Synthesis of Co3O4 nanoparticles and their performance towards methyl orange dye removal: Characterisation, adsorption and response surface methodology

Abstract

This research article describes the synthesis of cobalt-oxide nanoparticles by simple precipitation technique and their environmental application. The prepared Co3O4 nanoparticles were characterised by field emission scanning electron microscopy, Fourier transform infrared spectroscopy, X-ray diffraction, transmission electron microscopy, selected area diffraction, and energy-dispersive X-ray spectroscopy, along with elemental mapping analysis. The characterisation images revealed that as-synthesised nanomaterial had a hexagonal sheet-like morphology with average particle size 10–20 nm and was crystalline in nature. The nano-adsorbent displayed its efficiency in methyl orange adsorption from aqueous solution. Several adsorption factors such as pH, initial concentration, time, and temperature were examined, and isotherm, kinetic, and thermodynamic data were observed. The adsorption rate was fast and followed a pseudo–second-order kinetic model. The adsorption isotherm could be suited with both Langmuir and Freundlich isotherms.
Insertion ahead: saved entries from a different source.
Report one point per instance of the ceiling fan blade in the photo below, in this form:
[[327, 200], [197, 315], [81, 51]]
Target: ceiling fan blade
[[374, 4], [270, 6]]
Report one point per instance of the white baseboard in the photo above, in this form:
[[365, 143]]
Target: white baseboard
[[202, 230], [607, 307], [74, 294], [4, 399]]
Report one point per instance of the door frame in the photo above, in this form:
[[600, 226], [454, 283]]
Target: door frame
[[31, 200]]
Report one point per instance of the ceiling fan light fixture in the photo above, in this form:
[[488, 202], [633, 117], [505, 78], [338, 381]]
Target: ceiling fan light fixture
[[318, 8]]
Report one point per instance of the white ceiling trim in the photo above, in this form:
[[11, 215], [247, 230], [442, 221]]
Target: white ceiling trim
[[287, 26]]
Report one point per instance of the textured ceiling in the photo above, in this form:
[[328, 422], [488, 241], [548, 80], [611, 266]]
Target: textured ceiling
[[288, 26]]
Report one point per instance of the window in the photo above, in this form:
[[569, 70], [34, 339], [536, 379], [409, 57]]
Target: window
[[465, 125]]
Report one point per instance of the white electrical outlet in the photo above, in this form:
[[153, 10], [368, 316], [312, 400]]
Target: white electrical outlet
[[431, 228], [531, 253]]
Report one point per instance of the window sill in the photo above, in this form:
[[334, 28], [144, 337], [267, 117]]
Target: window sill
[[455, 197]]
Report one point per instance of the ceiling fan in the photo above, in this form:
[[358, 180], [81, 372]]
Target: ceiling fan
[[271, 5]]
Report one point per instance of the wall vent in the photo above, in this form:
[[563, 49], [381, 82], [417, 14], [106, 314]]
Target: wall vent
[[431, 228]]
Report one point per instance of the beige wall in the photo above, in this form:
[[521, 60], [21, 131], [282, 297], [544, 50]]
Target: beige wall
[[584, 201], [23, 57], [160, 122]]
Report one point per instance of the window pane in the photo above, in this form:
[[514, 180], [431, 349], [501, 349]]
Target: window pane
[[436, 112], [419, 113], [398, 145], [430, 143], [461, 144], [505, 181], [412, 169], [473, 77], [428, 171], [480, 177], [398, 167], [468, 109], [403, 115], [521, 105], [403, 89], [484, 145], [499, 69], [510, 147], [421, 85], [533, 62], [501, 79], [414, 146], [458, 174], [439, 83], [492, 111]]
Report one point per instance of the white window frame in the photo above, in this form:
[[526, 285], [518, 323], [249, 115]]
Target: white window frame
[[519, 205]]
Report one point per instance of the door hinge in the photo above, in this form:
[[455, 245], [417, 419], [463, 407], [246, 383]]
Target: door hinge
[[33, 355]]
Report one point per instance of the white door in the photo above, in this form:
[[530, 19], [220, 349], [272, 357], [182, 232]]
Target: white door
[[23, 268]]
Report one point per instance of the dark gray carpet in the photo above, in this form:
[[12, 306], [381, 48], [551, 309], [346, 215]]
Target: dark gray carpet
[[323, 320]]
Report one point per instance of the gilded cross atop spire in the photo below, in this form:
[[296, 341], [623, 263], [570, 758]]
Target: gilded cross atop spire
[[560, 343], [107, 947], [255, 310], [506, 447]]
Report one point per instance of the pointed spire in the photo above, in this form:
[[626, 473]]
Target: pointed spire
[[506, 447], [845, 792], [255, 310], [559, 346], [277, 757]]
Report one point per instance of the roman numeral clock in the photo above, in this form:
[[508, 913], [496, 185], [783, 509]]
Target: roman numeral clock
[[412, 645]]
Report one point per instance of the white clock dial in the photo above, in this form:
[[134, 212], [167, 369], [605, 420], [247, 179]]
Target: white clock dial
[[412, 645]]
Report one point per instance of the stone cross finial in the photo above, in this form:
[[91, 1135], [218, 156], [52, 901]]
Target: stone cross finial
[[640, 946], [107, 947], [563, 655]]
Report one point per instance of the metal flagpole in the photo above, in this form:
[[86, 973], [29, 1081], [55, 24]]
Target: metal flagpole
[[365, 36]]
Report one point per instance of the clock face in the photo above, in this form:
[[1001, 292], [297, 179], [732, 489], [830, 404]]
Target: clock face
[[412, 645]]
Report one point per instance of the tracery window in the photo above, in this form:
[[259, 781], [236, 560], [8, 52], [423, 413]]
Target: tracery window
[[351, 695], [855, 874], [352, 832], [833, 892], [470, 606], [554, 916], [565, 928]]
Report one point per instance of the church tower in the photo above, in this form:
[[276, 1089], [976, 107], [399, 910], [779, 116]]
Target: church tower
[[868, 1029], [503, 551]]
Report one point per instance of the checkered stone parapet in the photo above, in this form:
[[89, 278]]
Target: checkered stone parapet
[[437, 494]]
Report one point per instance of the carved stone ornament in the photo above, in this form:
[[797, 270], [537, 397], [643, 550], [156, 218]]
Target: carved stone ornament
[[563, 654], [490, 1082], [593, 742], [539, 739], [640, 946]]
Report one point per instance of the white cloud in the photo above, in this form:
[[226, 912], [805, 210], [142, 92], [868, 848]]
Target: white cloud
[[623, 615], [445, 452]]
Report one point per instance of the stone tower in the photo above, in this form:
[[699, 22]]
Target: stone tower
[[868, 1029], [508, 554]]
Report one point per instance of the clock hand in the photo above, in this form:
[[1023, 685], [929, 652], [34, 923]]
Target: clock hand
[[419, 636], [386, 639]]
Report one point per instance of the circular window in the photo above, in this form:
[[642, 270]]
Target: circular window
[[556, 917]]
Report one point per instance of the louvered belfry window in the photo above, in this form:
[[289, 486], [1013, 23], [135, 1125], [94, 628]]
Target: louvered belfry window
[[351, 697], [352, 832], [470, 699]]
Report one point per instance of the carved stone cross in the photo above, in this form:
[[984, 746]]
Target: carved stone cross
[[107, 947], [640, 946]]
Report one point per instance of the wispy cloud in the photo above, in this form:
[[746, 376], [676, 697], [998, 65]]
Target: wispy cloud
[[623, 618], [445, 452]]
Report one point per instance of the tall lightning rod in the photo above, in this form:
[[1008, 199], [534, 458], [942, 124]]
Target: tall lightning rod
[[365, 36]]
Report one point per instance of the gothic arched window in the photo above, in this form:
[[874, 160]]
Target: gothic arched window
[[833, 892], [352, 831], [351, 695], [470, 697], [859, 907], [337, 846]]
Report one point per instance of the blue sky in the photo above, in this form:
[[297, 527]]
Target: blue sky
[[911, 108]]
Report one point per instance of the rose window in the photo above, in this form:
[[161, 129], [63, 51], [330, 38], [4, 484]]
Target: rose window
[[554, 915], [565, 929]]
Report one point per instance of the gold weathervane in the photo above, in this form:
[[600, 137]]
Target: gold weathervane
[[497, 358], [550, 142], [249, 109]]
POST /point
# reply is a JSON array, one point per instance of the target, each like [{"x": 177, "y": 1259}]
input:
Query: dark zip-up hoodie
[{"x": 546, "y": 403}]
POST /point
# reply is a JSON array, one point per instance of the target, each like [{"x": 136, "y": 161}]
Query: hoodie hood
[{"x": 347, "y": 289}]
The adsorption process turned out to be spontaneous and exothermic. The effects of the various factors for methyl orange removal were analysed using the Box–Behnken design. A second-order quadratic model was used to project the response. Analysis of variance analysed the significance of the factors and their interactions. Three-dimensional response surface plots were used to determine the interactive effects of the independent factors on methyl orange adsorption capacity. The successful regeneration of Co3O4 nanoparticles suggested their usefulness in wastewater treatment and various other industrial settings. The reusability and efficient adsorptive capacity of nano-adsorbent for environmental management represent the importance of this work.